Spark & Databricks
==================

This tutorial demonstrates how deepchecks can be used on the Databricks ML platform using Spark. We will build a
logistic regression model on top of the Adult dataset, a sample dataset that is automatically available on every
databricks workspace.

Loading the dataset
-------------------
We first define the dataset schema and then load it as a Spark dataframe.

.. code-block:: python

    schema = """`age` DOUBLE,
    `workclass` STRING,
    `fnlwgt` DOUBLE,
    `education` STRING,
    `education_num` DOUBLE,
    `marital_status` STRING,
    `occupation` STRING,
    `relationship` STRING,
    `race` STRING,
    `sex` STRING,
    `capital_gain` DOUBLE,
    `capital_loss` DOUBLE,
    `hours_per_week` DOUBLE,
    `native_country` STRING,
    `income` STRING"""

    dataset = spark.read.csv("/databricks-datasets/adult/adult.data", schema=schema)

    # Splitting the data to train/test set
    trainDF, testDF = dataset.randomSplit([0.8, 0.2], seed=42)

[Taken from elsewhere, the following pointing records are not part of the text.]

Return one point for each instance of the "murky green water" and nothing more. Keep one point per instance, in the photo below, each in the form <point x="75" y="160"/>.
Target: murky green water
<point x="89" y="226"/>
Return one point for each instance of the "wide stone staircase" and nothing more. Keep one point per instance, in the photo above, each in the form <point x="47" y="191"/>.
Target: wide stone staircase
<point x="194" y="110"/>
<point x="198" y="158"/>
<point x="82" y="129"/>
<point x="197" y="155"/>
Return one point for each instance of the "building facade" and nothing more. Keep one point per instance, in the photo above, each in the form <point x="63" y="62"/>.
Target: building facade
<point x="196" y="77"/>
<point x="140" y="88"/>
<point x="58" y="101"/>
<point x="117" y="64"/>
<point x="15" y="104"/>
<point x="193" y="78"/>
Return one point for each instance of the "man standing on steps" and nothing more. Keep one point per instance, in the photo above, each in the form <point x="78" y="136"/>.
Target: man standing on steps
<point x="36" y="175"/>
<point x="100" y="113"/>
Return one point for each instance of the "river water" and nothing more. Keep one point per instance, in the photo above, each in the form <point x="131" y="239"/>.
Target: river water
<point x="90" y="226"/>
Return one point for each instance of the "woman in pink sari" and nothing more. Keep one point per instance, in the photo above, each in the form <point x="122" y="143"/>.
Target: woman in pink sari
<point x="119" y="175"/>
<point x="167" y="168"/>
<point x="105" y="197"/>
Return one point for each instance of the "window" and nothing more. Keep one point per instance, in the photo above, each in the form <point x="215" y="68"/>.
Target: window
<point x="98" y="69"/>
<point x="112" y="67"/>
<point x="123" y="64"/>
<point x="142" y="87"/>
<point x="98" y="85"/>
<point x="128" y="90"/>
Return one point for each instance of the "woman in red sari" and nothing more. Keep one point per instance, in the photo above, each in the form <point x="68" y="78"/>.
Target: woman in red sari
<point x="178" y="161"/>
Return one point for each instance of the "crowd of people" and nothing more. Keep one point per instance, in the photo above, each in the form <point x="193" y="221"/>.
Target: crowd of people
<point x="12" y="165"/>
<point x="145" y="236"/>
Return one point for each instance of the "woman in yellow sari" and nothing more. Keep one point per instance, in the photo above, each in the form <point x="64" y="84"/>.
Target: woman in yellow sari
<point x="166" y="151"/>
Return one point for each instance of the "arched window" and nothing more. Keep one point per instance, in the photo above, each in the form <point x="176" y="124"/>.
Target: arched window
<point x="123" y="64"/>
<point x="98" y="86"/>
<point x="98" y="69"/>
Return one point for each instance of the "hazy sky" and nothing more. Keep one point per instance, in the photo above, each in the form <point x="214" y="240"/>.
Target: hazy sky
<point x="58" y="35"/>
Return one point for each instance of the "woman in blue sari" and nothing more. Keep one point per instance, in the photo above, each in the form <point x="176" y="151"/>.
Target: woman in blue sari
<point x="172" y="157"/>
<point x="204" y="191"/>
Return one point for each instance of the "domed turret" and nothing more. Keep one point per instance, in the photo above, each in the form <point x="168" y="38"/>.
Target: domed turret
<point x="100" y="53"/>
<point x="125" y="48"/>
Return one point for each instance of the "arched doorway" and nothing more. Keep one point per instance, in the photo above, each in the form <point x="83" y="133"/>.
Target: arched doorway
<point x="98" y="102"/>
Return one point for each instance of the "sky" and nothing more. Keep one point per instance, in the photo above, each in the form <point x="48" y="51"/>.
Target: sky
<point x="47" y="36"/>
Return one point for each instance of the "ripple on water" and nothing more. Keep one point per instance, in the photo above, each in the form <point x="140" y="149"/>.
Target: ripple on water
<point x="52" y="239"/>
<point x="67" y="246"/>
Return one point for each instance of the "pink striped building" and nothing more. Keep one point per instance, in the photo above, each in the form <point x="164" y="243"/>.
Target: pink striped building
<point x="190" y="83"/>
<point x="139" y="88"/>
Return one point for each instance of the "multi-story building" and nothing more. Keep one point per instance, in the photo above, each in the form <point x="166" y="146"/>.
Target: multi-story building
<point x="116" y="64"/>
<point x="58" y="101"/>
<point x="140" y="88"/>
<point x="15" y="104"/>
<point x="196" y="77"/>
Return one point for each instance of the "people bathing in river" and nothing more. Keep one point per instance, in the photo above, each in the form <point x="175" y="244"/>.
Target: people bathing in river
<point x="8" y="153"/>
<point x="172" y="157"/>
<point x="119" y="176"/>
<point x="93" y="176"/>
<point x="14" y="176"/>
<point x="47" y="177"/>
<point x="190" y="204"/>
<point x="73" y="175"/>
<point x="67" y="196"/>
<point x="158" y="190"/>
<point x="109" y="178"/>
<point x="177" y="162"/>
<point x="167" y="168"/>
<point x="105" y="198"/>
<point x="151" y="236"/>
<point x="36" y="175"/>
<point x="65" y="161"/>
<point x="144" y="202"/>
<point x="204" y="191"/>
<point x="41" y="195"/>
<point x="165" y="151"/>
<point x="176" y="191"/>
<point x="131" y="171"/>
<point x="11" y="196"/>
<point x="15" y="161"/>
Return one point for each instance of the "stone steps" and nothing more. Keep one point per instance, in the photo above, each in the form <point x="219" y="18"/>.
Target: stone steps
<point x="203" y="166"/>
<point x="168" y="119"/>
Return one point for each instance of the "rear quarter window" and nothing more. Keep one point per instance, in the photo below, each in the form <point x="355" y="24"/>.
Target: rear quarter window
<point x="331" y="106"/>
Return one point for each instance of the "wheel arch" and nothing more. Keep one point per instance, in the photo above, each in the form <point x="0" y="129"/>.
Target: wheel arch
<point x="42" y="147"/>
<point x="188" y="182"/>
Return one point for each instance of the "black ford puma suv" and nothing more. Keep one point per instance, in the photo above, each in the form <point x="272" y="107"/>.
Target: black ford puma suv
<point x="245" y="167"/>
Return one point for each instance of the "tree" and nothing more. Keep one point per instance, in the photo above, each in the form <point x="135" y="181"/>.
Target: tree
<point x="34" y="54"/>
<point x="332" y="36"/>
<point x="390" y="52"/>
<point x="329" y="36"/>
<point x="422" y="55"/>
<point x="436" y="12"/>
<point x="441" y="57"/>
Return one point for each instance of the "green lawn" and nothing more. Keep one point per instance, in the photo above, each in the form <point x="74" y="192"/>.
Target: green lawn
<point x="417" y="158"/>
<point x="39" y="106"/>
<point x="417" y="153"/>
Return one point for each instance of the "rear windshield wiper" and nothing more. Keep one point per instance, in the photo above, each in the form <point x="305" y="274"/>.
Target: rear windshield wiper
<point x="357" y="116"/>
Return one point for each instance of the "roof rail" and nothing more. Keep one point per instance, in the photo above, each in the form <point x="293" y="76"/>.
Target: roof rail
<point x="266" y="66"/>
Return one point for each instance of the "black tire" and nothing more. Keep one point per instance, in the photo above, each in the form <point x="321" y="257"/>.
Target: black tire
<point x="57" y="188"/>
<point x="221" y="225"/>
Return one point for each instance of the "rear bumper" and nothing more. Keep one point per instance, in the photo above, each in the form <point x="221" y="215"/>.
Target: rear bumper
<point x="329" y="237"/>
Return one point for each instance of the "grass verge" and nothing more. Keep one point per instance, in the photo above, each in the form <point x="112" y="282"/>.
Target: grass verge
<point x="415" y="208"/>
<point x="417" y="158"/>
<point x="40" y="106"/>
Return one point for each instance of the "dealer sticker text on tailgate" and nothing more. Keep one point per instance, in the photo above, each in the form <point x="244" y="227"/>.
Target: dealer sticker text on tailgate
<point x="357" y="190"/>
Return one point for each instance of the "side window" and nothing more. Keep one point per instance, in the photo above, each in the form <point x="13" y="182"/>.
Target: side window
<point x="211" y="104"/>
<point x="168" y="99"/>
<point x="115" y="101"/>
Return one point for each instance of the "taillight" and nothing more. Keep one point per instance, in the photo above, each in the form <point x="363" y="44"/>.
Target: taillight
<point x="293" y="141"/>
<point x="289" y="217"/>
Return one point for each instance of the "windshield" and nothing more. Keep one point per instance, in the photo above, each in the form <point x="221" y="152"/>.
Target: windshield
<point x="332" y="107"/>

Defining deepchecks Dataset
---------------------------
We first convert the spark DataFrame to a pandas dataframe deepchecks can work with.

.. note::
    Conversion to a pandas dataframe will load the data into memory. If you have a large dataset, is is recommended to
    sample the data first. Logically, it is OK to sample since anyway most of the checks will be performed on a small
    subset of the data.

.. code-block:: python

    from deepchecks.tabular import Dataset

    pd_train = trainDF.toPandas()
    pd_test = testDF.toPandas()

    ds_train = Dataset(pd_train, label='income', cat_features=['workclass', 'education', 'marital_status', 'occupation', 'relationship', 'race', 'sex', 'native_country'])
    ds_test = Dataset(pd_test, label='income', cat_features=['workclass', 'education', 'marital_status', 'occupation', 'relationship', 'race', 'sex', 'native_country'])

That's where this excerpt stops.